Satire, Man of the Year? Je me suis longuement posé la question. Certes, l'histoire folle d'un animateur de talk-show de fin de soirée qui, sur un coup de tête, se présente comme candidat indépendant à l'élection présidentielle américaine a quelque chose de forcé et de provocant. Que ledit animateur remporte cette élection sur un coup du sort, on verse dans le guignol.
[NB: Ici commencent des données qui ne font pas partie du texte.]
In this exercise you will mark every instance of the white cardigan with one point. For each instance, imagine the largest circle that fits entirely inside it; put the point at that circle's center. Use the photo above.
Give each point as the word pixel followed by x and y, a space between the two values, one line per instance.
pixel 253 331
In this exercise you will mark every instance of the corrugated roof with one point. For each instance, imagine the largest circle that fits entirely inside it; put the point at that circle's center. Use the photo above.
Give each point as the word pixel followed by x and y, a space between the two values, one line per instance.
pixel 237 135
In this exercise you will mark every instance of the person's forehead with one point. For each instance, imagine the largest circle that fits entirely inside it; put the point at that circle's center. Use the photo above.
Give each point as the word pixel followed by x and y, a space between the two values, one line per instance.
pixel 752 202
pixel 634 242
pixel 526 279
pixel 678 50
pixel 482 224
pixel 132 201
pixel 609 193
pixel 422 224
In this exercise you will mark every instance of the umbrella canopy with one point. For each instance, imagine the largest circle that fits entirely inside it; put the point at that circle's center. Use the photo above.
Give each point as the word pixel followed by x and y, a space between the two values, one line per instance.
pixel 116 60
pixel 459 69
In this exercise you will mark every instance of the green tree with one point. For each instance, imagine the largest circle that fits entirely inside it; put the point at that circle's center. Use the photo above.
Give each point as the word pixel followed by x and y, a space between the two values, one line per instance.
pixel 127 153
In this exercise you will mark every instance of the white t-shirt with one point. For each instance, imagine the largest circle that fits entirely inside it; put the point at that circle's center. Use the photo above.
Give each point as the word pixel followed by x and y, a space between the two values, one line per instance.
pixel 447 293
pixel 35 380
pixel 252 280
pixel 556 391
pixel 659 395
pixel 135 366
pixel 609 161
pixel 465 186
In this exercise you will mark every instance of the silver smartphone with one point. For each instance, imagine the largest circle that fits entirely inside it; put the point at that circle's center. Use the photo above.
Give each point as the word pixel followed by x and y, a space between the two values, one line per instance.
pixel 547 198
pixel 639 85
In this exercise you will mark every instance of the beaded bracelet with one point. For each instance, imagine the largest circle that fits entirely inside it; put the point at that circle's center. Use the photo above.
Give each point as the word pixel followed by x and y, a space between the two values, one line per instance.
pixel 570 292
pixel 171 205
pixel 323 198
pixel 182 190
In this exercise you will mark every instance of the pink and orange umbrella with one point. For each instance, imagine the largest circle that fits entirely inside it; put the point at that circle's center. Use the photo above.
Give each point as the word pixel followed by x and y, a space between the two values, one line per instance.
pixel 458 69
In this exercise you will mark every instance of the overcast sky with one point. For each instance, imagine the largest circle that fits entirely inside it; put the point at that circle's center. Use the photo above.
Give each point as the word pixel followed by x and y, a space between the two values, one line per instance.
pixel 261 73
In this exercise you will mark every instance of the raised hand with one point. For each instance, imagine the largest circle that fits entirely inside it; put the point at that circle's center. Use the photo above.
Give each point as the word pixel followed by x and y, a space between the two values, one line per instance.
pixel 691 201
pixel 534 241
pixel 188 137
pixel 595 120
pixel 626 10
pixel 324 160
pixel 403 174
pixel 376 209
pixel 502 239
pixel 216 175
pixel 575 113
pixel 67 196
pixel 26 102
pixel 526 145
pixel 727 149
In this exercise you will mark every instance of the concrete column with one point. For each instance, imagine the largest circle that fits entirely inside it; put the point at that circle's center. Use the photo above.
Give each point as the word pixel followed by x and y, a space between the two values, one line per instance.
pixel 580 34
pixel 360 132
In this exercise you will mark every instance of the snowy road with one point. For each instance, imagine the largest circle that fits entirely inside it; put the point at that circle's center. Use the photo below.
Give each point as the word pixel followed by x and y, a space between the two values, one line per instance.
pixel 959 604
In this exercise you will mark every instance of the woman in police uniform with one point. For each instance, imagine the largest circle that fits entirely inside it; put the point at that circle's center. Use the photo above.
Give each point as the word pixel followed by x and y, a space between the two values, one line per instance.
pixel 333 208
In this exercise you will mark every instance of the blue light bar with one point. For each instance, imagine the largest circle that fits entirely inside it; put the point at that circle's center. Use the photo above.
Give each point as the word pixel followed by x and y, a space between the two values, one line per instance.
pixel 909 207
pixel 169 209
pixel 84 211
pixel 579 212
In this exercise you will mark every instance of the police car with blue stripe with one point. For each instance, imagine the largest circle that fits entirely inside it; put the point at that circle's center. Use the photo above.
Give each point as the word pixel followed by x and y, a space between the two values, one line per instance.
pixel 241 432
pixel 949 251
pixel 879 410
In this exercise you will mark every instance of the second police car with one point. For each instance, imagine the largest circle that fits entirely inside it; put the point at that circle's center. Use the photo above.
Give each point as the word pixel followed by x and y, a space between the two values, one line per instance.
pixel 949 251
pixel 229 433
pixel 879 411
Il y a vingt ans, cette variation sur le thème de The Candidate (de Michael Ritchie, avec Redford en coquille vide) aurait été qualifiée de satire, en raison de l'improbabilité de sa proposition. Aujourd'hui toutefois, force est d'admettre que c'est une comédie réaliste, ou du moins réalisable, que Barry Levinson (Wag the Dog) nous propose. Une comédie intelligente et mordante, au demeurant, dont les imperfections formelles traduisent un sentiment d'urgence démocratique et un état d'hébétude «bushienne» en parfait accord avec le sujet.

S'il aborde sans détour la question de la liberté d'expression, si brûlante dans ces États-Unis aux salles de nouvelles anesthésiées par le Patriot Act, l'oscarisé réalisateur de Rain Man espère surtout, par ce ludique exercice de rhétorique, donner à ses concitoyens l'envie de voter. «Avez-vous voté pour moi?», demande Tom Dobbs (Robin Williams), nouveau président des États-Unis, à une informaticienne de haut rang (Laura Linney) venue l'informer des ratés du nouveau système de votation électronique qui l'a porté au pouvoir: «Non, je ne vote jamais», lui répond-elle. De toute évidence, Levinson, qui est également l'auteur du scénario, veut faire comprendre aux spectateurs que l'absentéisme électoral touche toutes les sphères de la société américaine, et que la pratique de la liberté d'expression, si chère en théorie, doit fleurir dans l'isoloir.

Dans la continuité spirituelle de Good Night, and Good Luck, mais dans la continuité formelle de Wag the Dog (qu'il avait coécrit avec David Mamet), Levinson tisse avec finesse une toile dans laquelle apparaissent la réalité nationale des États-Unis et la complexité des personnages à travers lesquels celle-ci nous est révélée. De fait, trois figures clés de l'intrigue — au-delà desquelles les personnages secondaires, esquissés, servent uniquement à actionner les leviers de la machine dramatique — portent le fardeau de ce message avec une délicieuse légèreté.

Christopher Walken, cynique producteur de télévision devenu gérant de la campagne électorale de son animateur, démontre sans que ça soit dit combien la frontière entre l'information-spectacle et la politique-spectacle est mince. L'excellente Laura Linney a la tâche plus difficile d'incarner la droiture et le sens moral; en d'autres mots, de nager à contre-courant des événements, ce qu'elle fait avec un sens du devoir honorable. Robin Williams, qui avait livré une de ses meilleures interprétations en carrière dans Good Morning, Vietnam, de Levinson, communique à la fois l'intelligence de l'humoriste et l'humour d'un intellectuel. Sa déception en constatant que, pour être pris au sérieux par l'électorat, il doit mettre ses simagrées humoristiques à l'avant-plan, est particulièrement éclairante, tant sur la profondeur de son personnage que sur les exigences superficielles des masses à l'égard des politiciens. Inspiré des Jon Stewart et Bill Maher qui inondent les ondes en fin de soirée avec des vérités pas toujours bonnes à dire, son Tom Dobbs est incarné, crédible, profond sous le masque, triste sous le maquillage de clown. Sans blague: et si l'homme de l'année, c'était lui?